Hit-squad spotlight on Coetzee successor

Major Eugene Alexander de Rock, the man who succeeded Dirk Coetzee as head of an alleged security police "death squad", is named in two inquests linking him to nine deaths. De Kock, who was transferred from Koevoet in Namibia to take over the police "anti- terrorist" unit in Pretoria when Coetzee left the force in 1983 has emerged at the centre of the complex web of alleged "hit squad" activities.

He has been linked to a number of deaths, including the shooting of a man at point-blank range to prevent him from identifying De Kock and his accomplices and two ambushes that resulted in nine fatalities. When asked by an inquest court looking into one of these ambushes whether he had done this type of operation before, he answered "yes".

De Kock, a policeman for 21 years, has been called as a witness in one inquest and is due to be called in another in which the murders of African National Congress-connected activists by security police "anti-terrorist," units are being investigated.

In both, there are accusations that the unit set out to kill, rather than capture, their victims. In both De Kock is named as the field commander who set up ambushes which went wrong, leading tothe killings. The first incident relates to a police killing in Chesterville in 1986, when four youths were killed; the other arises from an incident near Piet Retief on the Swaziland border in June last year when youths crossing the border were shot dead.

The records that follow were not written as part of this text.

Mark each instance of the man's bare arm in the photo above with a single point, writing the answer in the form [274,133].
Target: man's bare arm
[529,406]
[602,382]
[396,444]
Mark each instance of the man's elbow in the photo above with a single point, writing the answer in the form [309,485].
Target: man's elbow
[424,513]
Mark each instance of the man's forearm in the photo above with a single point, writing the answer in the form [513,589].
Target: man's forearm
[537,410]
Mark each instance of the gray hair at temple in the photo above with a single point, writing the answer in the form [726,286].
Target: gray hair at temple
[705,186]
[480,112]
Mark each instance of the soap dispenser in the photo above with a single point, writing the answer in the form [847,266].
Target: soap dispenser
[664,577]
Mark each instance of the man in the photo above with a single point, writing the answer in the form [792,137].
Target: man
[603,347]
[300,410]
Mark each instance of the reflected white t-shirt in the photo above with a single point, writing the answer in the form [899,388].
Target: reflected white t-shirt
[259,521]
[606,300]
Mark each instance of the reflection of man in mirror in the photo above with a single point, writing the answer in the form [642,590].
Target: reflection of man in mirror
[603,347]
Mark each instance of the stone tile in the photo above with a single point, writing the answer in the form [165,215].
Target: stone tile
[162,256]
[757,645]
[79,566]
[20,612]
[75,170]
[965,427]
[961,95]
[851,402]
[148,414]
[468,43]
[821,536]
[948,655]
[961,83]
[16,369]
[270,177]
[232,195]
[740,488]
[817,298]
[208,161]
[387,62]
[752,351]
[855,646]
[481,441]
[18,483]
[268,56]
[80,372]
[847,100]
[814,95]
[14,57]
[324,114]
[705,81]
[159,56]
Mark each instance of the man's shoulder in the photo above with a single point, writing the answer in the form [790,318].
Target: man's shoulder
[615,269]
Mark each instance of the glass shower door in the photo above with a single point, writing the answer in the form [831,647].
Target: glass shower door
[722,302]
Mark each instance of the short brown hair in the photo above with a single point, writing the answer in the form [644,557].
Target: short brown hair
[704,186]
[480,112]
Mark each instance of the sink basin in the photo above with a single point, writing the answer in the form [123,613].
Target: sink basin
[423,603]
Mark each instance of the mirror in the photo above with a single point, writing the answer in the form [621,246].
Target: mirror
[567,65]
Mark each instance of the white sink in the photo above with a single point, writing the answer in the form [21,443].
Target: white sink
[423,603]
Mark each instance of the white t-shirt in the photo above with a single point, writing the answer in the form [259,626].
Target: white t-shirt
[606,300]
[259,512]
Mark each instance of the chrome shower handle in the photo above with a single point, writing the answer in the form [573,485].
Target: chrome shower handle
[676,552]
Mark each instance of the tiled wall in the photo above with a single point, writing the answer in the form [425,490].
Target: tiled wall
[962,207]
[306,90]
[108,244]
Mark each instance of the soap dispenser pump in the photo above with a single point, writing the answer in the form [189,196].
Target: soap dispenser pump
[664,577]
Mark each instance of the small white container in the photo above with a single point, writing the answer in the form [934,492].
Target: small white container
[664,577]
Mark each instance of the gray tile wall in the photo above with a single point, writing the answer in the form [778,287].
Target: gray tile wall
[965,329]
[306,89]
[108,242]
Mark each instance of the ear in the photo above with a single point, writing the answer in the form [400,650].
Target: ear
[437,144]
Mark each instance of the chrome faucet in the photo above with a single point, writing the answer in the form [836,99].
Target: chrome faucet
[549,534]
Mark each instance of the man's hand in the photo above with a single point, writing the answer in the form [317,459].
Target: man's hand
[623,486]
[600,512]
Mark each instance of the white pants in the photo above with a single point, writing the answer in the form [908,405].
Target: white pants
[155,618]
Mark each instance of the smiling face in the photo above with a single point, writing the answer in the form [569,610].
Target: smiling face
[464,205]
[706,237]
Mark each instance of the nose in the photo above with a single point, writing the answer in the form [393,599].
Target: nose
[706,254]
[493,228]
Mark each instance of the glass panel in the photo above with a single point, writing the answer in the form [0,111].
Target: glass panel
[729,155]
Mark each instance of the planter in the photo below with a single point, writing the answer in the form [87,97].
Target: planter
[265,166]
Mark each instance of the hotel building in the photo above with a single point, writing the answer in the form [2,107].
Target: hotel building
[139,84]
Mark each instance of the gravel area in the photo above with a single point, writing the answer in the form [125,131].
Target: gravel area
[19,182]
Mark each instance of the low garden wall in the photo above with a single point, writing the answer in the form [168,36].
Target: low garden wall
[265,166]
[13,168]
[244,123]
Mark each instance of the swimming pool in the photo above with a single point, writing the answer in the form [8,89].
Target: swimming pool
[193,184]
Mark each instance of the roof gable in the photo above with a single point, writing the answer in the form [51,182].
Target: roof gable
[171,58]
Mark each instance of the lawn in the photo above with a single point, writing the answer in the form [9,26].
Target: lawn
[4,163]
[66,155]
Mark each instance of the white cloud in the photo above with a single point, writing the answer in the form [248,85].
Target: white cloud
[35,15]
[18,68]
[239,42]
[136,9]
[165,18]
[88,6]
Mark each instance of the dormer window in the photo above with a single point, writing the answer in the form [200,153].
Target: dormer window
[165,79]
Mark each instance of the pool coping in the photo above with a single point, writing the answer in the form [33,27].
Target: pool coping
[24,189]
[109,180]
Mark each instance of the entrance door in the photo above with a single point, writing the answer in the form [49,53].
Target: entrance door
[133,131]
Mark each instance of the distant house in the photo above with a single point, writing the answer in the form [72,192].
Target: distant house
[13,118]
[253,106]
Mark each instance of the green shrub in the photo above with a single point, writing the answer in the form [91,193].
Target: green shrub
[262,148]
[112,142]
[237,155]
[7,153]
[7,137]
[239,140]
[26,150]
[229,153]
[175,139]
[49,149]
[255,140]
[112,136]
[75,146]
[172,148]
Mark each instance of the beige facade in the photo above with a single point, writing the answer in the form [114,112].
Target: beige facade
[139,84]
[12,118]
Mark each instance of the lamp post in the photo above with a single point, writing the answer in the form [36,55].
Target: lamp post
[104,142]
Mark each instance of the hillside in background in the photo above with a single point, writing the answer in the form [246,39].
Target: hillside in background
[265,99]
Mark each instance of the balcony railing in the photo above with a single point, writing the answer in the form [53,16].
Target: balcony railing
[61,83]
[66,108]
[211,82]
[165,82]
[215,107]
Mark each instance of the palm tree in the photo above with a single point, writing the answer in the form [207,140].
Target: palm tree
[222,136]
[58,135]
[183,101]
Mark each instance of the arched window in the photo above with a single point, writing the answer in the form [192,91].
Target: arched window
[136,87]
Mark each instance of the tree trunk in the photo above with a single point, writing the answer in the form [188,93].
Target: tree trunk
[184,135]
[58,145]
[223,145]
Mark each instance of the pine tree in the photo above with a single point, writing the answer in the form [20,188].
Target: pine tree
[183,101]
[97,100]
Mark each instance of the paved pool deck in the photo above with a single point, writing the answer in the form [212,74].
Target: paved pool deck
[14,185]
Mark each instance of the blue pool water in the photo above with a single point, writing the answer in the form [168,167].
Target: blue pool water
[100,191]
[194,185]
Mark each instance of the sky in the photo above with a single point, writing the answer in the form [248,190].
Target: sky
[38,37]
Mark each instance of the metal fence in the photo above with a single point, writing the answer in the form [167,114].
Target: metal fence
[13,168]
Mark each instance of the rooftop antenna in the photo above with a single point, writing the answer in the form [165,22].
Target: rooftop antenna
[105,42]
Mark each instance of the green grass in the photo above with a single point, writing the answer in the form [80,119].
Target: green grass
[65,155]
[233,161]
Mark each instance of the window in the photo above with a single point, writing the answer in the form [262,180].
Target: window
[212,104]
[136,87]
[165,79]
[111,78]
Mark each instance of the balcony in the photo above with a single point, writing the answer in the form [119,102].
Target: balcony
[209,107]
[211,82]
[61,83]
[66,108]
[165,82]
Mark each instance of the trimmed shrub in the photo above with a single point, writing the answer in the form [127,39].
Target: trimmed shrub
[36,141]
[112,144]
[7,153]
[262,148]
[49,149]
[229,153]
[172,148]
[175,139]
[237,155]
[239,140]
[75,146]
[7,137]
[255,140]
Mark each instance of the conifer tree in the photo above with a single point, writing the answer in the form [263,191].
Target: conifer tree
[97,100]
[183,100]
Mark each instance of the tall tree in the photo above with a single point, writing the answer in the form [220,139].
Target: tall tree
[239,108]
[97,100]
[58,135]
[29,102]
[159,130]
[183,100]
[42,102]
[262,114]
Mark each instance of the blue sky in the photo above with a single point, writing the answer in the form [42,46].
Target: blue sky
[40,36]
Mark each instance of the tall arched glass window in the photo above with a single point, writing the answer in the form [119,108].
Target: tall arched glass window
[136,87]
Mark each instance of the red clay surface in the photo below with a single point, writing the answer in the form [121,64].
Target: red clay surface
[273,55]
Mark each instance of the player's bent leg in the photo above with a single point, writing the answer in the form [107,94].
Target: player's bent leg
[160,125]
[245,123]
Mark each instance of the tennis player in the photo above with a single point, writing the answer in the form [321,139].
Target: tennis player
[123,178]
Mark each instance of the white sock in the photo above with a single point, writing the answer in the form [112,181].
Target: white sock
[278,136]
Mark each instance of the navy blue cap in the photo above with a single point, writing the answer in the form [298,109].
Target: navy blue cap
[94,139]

De Kock is alleged to have participated personally in the Piet Retief incident. Commenting on his style of operation De Kock told the Piet Retief inquest court that he did not need to report to any senior officer, as it was expected of him to use his own initiative and responsibility.

He said that between 1968 and 1972, he had received training in Zimbabwe, then Rhodesia attending various courses run by the Special Air Services, and that in 1968 he participated in a counter-insurgency training course run by the South African Police at Buffelshoek.

In 1981 he attended a course in explosives and was appointed a sub instructor in explosives. At a press conference held by the Independent Board of Investigation into Informal Repression on Wednesday, De Kock was named in new affidavits by the former security policeman on death row Almond Nofomela as a murderer – Ivor Powell and Carmel Rickard.